We were immediately struck by what fun-loving guys these men are. They are enjoying the hell out of this trip. Ewan is a much bigger celebrity than Charley, or Michael Palin for that matter, and he regards it mostly as a nuisance but always seems to be polite and accommodating to his fans. Another difference from the Palin trips is that this one was advertised before it began, whereas Michael was able to travel in relative anonymity. This might have been a mistake, as when they get to the real boonies like Kazakhstan they find that the local police want to escort them wherever they go, terrified that something awful will happen to them on their turf and make big new around the world. So in many small towns they find a big reception has been organized for them, with dancing and singing and food and television cameras and local dignitaries, when they are so pooped they just want to lay down and die.

The biggest thing they have in common with the Palin adventures is the joy of the unexpected, and the warmth with which they are typically received. Like Michael, they hit the tourist attractions along the way and we see some marvelous sights. But the real fun happens when they have chance encounters with people who invite the boys into their homes for food and lodging and celebrating.

Many nights they camp out, but frequently they sleep in beds where they hadn’t expected to.
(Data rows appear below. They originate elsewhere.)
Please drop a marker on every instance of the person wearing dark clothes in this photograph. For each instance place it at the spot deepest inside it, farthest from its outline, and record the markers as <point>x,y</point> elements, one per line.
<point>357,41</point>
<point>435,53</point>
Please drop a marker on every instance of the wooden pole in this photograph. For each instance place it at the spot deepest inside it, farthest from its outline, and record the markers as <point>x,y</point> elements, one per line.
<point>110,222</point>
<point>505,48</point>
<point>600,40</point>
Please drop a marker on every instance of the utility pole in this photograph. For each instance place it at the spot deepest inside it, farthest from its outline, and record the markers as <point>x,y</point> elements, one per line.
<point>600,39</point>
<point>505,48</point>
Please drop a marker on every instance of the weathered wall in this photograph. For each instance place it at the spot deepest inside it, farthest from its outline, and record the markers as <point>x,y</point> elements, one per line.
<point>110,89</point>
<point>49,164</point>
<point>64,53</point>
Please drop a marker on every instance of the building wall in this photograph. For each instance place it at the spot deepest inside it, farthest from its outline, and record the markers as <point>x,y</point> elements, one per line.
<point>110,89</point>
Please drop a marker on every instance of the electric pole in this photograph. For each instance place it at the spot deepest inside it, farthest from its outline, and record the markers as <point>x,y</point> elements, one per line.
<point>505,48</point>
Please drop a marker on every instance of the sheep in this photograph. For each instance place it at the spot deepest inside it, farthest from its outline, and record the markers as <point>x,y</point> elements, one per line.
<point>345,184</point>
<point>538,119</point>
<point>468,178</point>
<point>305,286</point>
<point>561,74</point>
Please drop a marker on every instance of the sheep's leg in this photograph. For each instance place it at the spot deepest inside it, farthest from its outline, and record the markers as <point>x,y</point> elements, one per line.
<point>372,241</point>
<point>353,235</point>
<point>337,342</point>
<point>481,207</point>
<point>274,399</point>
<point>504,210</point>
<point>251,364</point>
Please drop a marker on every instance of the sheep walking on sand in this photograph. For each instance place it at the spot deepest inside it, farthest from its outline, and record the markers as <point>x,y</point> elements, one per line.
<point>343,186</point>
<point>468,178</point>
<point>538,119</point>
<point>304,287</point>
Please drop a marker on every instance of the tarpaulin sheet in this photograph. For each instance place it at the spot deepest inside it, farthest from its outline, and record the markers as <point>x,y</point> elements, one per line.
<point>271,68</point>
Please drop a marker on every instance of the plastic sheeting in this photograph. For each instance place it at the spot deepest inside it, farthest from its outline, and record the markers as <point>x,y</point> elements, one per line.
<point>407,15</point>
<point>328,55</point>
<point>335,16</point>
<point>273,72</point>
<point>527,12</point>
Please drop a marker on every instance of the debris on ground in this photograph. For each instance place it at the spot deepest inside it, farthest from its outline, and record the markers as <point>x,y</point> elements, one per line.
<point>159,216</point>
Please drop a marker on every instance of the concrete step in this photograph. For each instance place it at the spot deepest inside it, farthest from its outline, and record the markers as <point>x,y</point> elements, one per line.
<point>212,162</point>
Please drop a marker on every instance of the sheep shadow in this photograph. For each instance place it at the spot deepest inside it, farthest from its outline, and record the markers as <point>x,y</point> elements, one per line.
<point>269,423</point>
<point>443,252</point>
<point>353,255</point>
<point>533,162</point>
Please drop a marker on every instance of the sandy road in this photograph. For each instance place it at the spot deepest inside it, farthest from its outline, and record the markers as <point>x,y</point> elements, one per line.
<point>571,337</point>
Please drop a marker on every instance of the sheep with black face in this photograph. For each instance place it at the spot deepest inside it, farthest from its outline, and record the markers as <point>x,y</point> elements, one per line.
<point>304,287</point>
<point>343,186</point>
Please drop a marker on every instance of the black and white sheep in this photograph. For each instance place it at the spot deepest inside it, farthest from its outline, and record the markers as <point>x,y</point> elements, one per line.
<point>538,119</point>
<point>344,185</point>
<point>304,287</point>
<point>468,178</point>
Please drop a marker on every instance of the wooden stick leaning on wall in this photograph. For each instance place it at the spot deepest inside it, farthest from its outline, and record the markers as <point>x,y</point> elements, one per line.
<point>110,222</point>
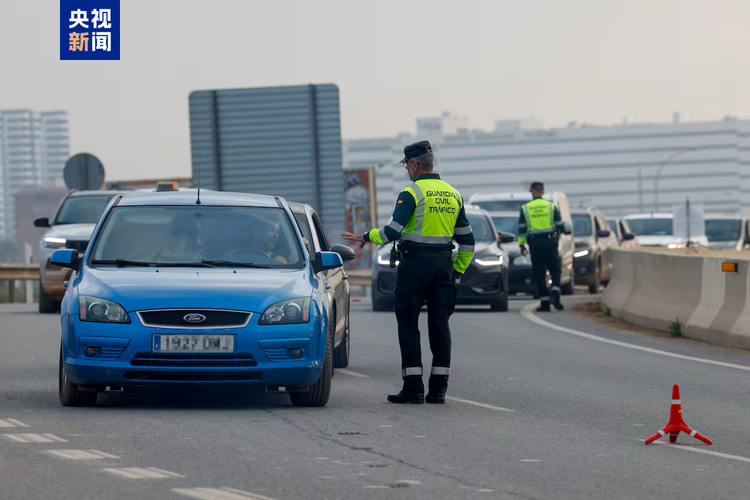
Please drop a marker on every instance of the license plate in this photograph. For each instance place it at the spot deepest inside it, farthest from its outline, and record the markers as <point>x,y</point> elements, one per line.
<point>193,343</point>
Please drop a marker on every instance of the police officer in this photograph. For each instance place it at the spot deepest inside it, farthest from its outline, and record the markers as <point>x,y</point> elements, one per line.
<point>539,223</point>
<point>429,215</point>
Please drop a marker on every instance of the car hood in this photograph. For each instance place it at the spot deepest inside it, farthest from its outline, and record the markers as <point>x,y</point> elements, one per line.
<point>157,288</point>
<point>75,232</point>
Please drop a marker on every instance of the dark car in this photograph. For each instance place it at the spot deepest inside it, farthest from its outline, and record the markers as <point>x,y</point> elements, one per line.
<point>337,282</point>
<point>593,242</point>
<point>484,282</point>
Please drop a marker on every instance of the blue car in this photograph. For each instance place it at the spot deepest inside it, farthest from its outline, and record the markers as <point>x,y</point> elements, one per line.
<point>181,287</point>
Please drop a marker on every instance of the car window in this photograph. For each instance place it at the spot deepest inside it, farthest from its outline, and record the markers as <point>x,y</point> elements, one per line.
<point>189,234</point>
<point>506,225</point>
<point>581,225</point>
<point>482,228</point>
<point>82,209</point>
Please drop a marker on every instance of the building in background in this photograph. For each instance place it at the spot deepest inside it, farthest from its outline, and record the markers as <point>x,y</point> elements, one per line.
<point>621,169</point>
<point>34,147</point>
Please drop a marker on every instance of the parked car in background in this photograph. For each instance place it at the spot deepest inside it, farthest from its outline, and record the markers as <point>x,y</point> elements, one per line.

One night in Mongolia it looks like they are in one of the most uninhabited places on Earth … and soon a man comes up on a horse, gawking at them, and then two more in a truck arrive and give them a bottle of vodka, which they repay with little airline bottles of Johnny Walker Black. Soon it seems like Grand Central Station. Well, not quite, but these lonely hills aren’t nearly as lonely as they seemed. Later they have a bike breakdown in an even lonelier place … and who should come along but three Mongols in a truck who are soon taking the bike apart. They fix it in less than an hour. Still later one of the support trucks rolls almost onto its roof, ending up on its side. Their Russian companion rants and raves, wondering why they are doing this foolish stunt. He’s a real party pooper all the way, it seems.

But they soldier on. It will break your heart to see how hard these three guys (including the cameraman) labor on roads of gravel, mud, deep sand, or no road at all, accepting no help from the support trucks who follow along a day or two behind as a safety measure, but not to help out except in the most major crisis. I’ve got to hand it to these guys. Ewan must be a fairly wealthy man, but he loves getting away from it all in the most extreme circumstances. They get down in the dumps, but always rebound once a particularly bad stretch has been overcome.
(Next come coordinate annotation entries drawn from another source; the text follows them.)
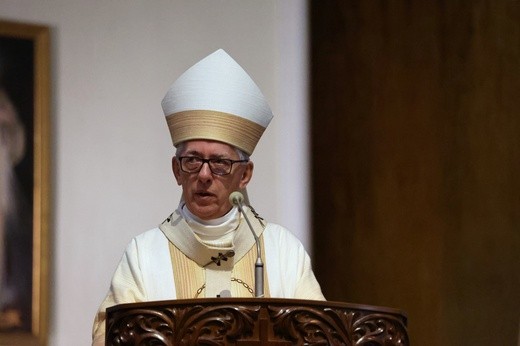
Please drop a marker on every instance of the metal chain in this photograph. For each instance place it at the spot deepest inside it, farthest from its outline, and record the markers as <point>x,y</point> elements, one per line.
<point>199,291</point>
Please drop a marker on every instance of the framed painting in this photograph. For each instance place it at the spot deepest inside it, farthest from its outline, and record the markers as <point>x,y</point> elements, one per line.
<point>24,183</point>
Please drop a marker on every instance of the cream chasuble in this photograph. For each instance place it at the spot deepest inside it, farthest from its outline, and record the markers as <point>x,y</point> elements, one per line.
<point>203,270</point>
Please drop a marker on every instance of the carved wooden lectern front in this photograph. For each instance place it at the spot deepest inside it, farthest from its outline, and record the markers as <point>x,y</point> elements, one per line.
<point>254,321</point>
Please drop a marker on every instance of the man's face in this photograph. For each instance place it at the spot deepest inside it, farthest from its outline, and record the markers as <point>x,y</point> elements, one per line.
<point>207,195</point>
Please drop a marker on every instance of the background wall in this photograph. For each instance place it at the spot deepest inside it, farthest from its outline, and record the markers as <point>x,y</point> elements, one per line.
<point>112,63</point>
<point>416,152</point>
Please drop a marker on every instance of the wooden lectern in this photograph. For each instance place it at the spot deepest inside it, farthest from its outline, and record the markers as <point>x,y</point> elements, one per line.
<point>254,321</point>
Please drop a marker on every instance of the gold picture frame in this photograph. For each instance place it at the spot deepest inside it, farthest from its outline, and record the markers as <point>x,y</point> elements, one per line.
<point>25,95</point>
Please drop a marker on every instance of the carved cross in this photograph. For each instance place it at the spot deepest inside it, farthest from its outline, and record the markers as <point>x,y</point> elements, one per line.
<point>263,337</point>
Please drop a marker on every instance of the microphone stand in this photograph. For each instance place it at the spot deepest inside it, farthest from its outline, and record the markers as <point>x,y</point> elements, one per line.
<point>236,199</point>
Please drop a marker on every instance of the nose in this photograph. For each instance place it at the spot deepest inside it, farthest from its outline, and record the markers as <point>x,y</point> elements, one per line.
<point>205,172</point>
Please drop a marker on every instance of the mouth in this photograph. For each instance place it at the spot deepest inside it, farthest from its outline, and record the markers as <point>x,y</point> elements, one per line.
<point>204,194</point>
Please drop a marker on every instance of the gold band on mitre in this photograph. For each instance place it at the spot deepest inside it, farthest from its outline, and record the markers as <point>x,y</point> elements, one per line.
<point>241,133</point>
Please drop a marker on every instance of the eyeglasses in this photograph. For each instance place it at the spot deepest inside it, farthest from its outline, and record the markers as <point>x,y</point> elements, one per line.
<point>193,164</point>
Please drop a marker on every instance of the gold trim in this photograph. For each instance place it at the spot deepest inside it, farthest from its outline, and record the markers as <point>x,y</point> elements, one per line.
<point>206,124</point>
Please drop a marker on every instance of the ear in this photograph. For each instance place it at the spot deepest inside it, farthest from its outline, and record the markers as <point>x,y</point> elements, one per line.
<point>176,170</point>
<point>247,175</point>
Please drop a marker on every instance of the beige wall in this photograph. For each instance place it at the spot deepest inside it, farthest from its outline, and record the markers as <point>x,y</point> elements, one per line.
<point>112,63</point>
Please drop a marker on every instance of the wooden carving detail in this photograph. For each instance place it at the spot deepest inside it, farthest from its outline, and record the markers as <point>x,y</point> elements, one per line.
<point>194,325</point>
<point>337,327</point>
<point>254,322</point>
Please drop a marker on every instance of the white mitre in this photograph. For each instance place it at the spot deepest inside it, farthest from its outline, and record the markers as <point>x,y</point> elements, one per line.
<point>216,99</point>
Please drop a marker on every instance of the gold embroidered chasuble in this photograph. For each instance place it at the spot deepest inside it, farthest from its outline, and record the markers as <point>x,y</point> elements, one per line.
<point>200,270</point>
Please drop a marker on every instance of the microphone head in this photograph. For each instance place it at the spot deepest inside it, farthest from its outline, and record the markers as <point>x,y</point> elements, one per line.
<point>236,198</point>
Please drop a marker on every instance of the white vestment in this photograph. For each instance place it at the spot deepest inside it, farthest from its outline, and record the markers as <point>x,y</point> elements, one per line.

They makes many friends, many of whom they can’t talk to at all, but they are adept at learning the international gestures of appreciating. They genuinely seem to like these people from very different cultures.

One thing they do that Michael doesn’t is have a bit of a cause to promote along the way. On this trip it is UNICEF, and on the Africa trip it is that organization and several other pet charities. They visit various UNICEF projects along the way, including a heartbreaking one in Kiev, where child victims of Chernobyl are dying from cancer or wasting away from brain damage. They are obviously moved and humbled by the good humor of these doomed children.

Do they make it? Well, it’s not really worth a spoiler warning, because we know they survived … but do they fulfill their ambition to bike it all the way (except, of course, for the airplane rides from Magadan, Siberia, to Anchorage, and from New York to London)? Mostly. There is a stretch on the way to Yakutsk where there is no road at all, so they load their bikes onto a train. And on the Road of Bones—named for the Gulagites who died building the road for Stalin—they finally encounter so many road and bridge washouts that they decide it’s just ridiculous—actually impossible—to go on, so they load the bikes onto the support trucks … and it’s still almost too hairy to imagine. Remember the scenes in Sorcerer where the big trucks were dangling off a rope bridge? There are scenes like that here, and they are even scarier, as we know there are no special effects, and if these trucks are swept away in the current someone could get killed.